4. National City Lines: True, the owners of this company, which included oil, rubber and auto companies, were convicted of engineering a conspiracy to undermine competition to their real businesses. However, as has been pointed out so many times in this series, other factors also helped their cause.

5. Rise and fall of Trailways and Greyhound: With the huge investment in roads came coach services offering consumers a choice over more expensive rail, particularly for poorer and disadvantaged Americans. They also allowed millions to see America and stay connected to loved ones by “leaving the driving to us,” in the words of Greyhound. Intensive competition from the private auto and, later, the airline industry cut heavily into the intercity coach’s market share. Deregulation of the bus industry further shifted the motorcoach industry’s business mix to the point where less than 10% is linehaul today.

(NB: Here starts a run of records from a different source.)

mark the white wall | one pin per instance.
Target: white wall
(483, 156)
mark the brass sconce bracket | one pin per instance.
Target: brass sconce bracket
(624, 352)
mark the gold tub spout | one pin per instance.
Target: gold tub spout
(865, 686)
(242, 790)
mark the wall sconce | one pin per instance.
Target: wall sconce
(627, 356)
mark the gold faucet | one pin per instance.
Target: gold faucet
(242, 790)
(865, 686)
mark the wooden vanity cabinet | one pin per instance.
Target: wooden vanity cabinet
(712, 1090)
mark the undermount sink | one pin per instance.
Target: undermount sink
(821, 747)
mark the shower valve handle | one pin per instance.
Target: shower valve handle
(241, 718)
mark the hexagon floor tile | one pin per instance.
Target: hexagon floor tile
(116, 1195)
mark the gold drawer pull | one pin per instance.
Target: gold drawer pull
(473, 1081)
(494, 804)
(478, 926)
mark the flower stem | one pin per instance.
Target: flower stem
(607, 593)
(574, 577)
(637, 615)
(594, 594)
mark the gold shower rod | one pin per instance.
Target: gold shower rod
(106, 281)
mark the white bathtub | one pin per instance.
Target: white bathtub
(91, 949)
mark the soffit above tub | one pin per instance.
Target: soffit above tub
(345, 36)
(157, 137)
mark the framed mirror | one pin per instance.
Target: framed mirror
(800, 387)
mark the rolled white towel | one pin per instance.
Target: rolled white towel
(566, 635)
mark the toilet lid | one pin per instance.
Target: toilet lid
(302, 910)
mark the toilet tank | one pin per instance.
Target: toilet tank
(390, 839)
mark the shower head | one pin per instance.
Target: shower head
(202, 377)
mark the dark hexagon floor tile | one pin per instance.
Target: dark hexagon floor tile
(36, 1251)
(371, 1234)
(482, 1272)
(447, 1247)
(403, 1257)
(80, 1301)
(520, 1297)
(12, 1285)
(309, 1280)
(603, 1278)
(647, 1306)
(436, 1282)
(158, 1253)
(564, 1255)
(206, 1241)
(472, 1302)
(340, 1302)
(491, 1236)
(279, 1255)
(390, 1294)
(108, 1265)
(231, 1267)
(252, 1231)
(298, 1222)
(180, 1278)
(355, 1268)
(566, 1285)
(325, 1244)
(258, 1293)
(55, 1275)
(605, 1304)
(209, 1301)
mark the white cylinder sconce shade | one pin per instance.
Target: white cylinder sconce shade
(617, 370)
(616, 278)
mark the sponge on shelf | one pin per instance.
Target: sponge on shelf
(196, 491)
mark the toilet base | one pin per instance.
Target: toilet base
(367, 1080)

6. The civil rights movement: We would be amiss if we did not recognize the critical venue the bus industry became during African Americans’ struggle for equality in the 1950s and 1960s with the Montgomery bus boycott, Rosa Parks’ refusal to take a back seat and the marches that used buses to mobilize. If there were any doubts that discussions about whether public transportation has an impact on access and mobility for all Americans, remembering why the boycotters and the freedom marchers took action should answer the skeptics.

7. Whither intermodalism: Congress enacted this commitment in 1991, but coordination of information, physical interconnections and fare cooperation among all modes remain inadequate.

8. Challenges from abroad: Beginning in the 1970s, new competitors began to offer America’s cities new choices in bus lengths and technologies, encouraged by some officials who foolishly predicted that the decade’s oil shocks would lead to an annual market of 10,000 transit buses. Domestic suppliers demanded Buy America protection to save U.S. jobs, but the two decades since such laws have been enacted have produced a mixture of success and unfulfilled hopes — on both sides of the debate.

9. Technology explosion: Partly related to the previous item, the U.S. transit industry enjoys an unprecedented range of choices, but also an equally unparalleled matrix of supplier headaches. The industry has enjoyed record levels of investment — and perhaps an equally high number of unhealthy companies. Why?

10. Bus rapid transit: Most of the elements of this new mode are not new, as busways and exclusive bus lanes have been around for decades. So have signal priority systems. But applying other techniques mainly used in rail modes, such as stations with level boarding, prepaid fares and faster route structures, is relatively new to buses. The result will be a revolution in how cities view bus transport. Will buses rescue rail — again?